The citizenship that the poor legislation constructed could be described as local citizenship, because despite the new rights and responsibilities granted by the Poor Relief Act, the Act on Forced Labor and Vagrancy heavily restricted the individual freedom of mobility by binding the landless people strictly to their local community. Initially, the citizenship that the poor relief reform constructed was local, but the rise of the Finnish-language press and its culture of local letters extended the experiential basis of this citizenship from local to “translocal” and toward societal in 1853–1856. Via the critique toward the Poor Relief Act from 1857, the poor relief became the first institution that was disengaged in public debate from the order that was understood as God-given, and it was viewed as a human-made social structure. Local citizenship was transformed into societal citizenship via the public debate that connected the poor relief reform to the transnational discussion of the universal rights and responsibilities of the citizen. This early lived social citizenship emerged during the 1850s in the interaction between legislation, budding civil society, local experiences, and the transnational circulation of knowledge.
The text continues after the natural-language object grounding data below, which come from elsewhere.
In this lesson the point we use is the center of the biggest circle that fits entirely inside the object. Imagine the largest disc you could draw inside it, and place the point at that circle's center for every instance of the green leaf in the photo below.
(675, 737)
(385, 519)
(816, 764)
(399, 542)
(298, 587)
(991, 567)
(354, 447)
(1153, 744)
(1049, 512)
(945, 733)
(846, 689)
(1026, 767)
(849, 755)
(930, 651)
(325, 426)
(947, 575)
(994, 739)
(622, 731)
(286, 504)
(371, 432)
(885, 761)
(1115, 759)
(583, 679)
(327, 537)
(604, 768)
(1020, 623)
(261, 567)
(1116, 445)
The early social citizenship based on the poor relief reform of 1852 impacted the development of Finnish society for almost 30 years until it was replaced with the new Poor Relief Act (1879). As a lived institution, the poor relief reform of 1852 was present when the large social reforms—the municipal reform (1865), the primary school reform (1866), and the separation of the church and the state (1863)—changed everyday life and the Great Hunger years (1866–1868) killed 10 percent of the population. Thus, the individual-society relationship that was constructed in the practices and debates of the poor relief formed the basis for the later social citizenship and civil society in Finland. Both the early citizenship and the early civil society of the mid-nineteenth century had not been visible for research until the recent digitalization of the historical press material.